The CPU supports all processing, control, and treatment facilities for both Tambora and Tunu fields.

The Tambora gas, condensate, and oil production is routed into two high-pressure, three-phase separators in parallel. The operating pressure is 75 bar (1,087 psi).

The Tunu gas and condensate production is routed at first into a high-pressure slug catcher, then mixed with Tambora production. The gas is then dried in a glycol contactor to export specifications (less than 20 lb of water/MMcf), metered, and exported.

Before being pumped to Handil, the mix of condensate and oil is routed to two separators in series. The first stage (MP) is at 25 bar (362 psi), and the second stage (LP) is at 7 bar (101 psi).

The gas from the MP and LP separators is compressed and reinjected into the main gas stream. The oily water is treated down to a maximum hydrocarbon content of 25 ppm before being discharged to the river.

Various offsite facilities are associated with the CPU. These include:

  • One 45 m high flare

  • One 75 m high telecommunication tower

  • One fire station platform with two 650 cu m/hr (4,089 bbl/hr) diesel fire pumps.

Because the CPU serves as central control for both Tambora and Tunu fields, support facilities include accommodation for 90 people, offices, well base, work shop, infirmary, marine facilities, and helipad.

The first development phase took advantage of the existing vertical exploration or delineation wells which were worked over and completed. No new wells are being drilled.

Nine wells were initially connected to Tambora GTS-1, four wells to GTS-2, and four wells to Tunu GTS-A. Additional wells will be worked over or drilled when needed to maintain the GTS's production capacity.

CONSTRUCTION

Because both Tambora and Tunu fields are either in a mangrove-type environment or shallow water (less than 2 m depth), the CPU and the GTSs were designed with a single-piece deck. This design maximized onshore construction. Minimal hookup and commissioning activities were required on site.

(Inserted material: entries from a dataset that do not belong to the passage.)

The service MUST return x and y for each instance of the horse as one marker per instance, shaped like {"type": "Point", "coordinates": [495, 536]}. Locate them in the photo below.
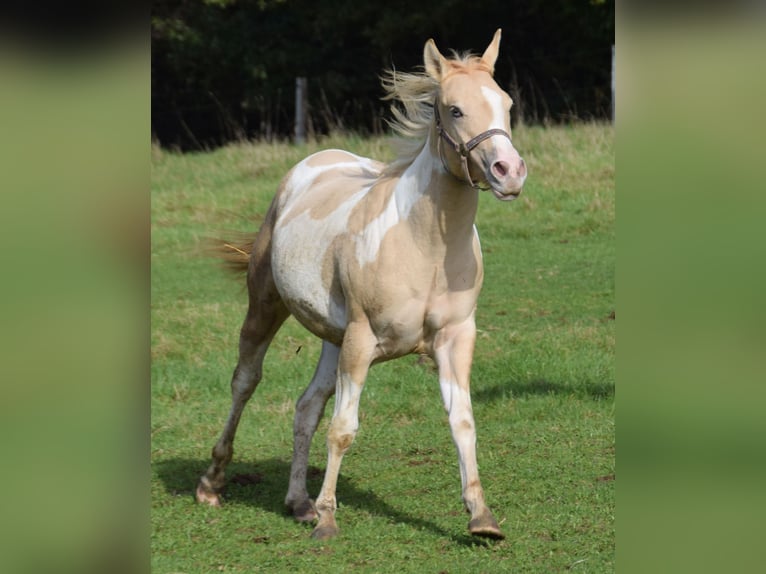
{"type": "Point", "coordinates": [380, 261]}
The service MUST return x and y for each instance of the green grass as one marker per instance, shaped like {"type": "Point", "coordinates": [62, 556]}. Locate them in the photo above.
{"type": "Point", "coordinates": [542, 385]}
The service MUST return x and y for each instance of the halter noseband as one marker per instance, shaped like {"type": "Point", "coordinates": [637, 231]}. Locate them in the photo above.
{"type": "Point", "coordinates": [463, 149]}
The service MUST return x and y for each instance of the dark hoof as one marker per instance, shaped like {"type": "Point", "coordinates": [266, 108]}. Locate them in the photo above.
{"type": "Point", "coordinates": [486, 527]}
{"type": "Point", "coordinates": [305, 511]}
{"type": "Point", "coordinates": [325, 532]}
{"type": "Point", "coordinates": [206, 496]}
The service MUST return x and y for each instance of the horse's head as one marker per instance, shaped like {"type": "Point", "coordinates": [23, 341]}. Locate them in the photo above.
{"type": "Point", "coordinates": [472, 117]}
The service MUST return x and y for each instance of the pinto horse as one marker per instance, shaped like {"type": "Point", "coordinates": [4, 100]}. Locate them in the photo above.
{"type": "Point", "coordinates": [380, 261]}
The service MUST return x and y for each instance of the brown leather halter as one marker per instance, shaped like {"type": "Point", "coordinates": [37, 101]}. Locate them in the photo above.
{"type": "Point", "coordinates": [463, 149]}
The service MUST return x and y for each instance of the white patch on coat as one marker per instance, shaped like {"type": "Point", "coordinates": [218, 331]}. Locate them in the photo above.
{"type": "Point", "coordinates": [300, 245]}
{"type": "Point", "coordinates": [495, 100]}
{"type": "Point", "coordinates": [407, 192]}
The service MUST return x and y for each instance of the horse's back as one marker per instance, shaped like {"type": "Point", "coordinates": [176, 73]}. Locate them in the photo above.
{"type": "Point", "coordinates": [313, 206]}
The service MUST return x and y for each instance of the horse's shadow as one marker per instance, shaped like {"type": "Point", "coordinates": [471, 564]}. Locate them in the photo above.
{"type": "Point", "coordinates": [263, 484]}
{"type": "Point", "coordinates": [596, 390]}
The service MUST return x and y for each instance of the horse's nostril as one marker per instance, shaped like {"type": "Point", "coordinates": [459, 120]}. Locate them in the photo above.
{"type": "Point", "coordinates": [500, 168]}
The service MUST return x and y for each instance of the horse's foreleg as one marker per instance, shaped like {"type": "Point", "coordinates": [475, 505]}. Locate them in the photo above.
{"type": "Point", "coordinates": [356, 355]}
{"type": "Point", "coordinates": [453, 352]}
{"type": "Point", "coordinates": [308, 411]}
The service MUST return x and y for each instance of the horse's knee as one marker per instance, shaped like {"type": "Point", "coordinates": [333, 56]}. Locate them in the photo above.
{"type": "Point", "coordinates": [340, 439]}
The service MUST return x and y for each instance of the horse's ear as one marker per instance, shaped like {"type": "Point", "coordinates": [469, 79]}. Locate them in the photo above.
{"type": "Point", "coordinates": [434, 62]}
{"type": "Point", "coordinates": [490, 54]}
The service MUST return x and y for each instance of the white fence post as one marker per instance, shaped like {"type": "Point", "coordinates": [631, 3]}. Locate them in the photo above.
{"type": "Point", "coordinates": [300, 110]}
{"type": "Point", "coordinates": [613, 83]}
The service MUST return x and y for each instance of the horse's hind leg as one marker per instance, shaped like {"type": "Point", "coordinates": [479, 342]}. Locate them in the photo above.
{"type": "Point", "coordinates": [265, 316]}
{"type": "Point", "coordinates": [308, 412]}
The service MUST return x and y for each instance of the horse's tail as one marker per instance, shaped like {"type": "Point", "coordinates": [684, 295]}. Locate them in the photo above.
{"type": "Point", "coordinates": [234, 252]}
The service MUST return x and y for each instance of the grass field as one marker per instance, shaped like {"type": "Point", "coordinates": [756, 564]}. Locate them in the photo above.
{"type": "Point", "coordinates": [542, 384]}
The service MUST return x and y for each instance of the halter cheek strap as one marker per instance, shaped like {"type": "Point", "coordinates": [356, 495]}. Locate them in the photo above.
{"type": "Point", "coordinates": [463, 149]}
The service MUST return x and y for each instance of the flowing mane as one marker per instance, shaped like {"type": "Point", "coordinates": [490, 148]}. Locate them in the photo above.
{"type": "Point", "coordinates": [413, 94]}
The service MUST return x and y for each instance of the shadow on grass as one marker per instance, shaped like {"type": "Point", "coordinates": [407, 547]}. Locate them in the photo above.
{"type": "Point", "coordinates": [268, 485]}
{"type": "Point", "coordinates": [515, 388]}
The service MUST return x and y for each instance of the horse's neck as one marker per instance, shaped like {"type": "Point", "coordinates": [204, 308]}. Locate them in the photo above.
{"type": "Point", "coordinates": [434, 202]}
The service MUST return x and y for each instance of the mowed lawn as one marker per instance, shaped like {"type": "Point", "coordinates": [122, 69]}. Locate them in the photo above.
{"type": "Point", "coordinates": [542, 384]}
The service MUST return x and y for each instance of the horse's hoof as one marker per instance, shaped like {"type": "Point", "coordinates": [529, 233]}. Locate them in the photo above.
{"type": "Point", "coordinates": [325, 532]}
{"type": "Point", "coordinates": [305, 511]}
{"type": "Point", "coordinates": [206, 497]}
{"type": "Point", "coordinates": [486, 527]}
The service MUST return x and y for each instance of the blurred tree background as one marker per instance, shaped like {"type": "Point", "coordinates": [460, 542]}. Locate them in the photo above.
{"type": "Point", "coordinates": [224, 70]}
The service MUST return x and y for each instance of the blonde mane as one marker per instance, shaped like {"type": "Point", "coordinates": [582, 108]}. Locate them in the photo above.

The CPU deck is 80 m long x 30 m wide and weighs 2,600 tons (830 tons for the structure alone). The deck is supported by sixteen piles, 42 in. diameter x 1.5 in. wall, with a penetration of approximately 40 m. The deck was skidded onto a large cargo barge, towed to site, and placed in between the predriven piles. The CPU installation procedure is shown in Fig. 4.

For each GTS the deck measures 20 m x 22 m and weighs 230 tons (100 tons structural and 130 tons of equipment). The deck is supported by four 36 in. x 1 in. piles. The installation followed the same principle as the CPU deck.

The overall project cost came to $97 million ($132 million including the well workovers).

SECOND PHASE

A second phase of development for the Tunu field has been launched and should be finished in January 1994. This second phase will increase the total gas export capacity from the Tambora and Tunu fields to about 1 bcfd with 40,000 b/d of condensate.

To meet LNG export demands, an early production scheme will start in January 1993. This scheme will increase production capacity to 600 MMcfd.

This second phase will develop the southern part of Tunu field with an additional 4-5 GTSs (36 additional wells).

The gas and condensate production will be routed through a new 32-in. trunk line to a new central processing unit adjacent to the existing CPU. The gas will then be sent to the Bontang liquefaction plant through a new 32-in. line to Badak, and a new 36-in. line from Badak to Bontang.

With this second phase, Total Indonesie will maintain its position as a major gas producer in Indonesia. Also, recent gas discoveries at Sisi and North West Peciko, and additional delineation of the Tunu field should bring enough additional reserves to sustain that position well into the next century.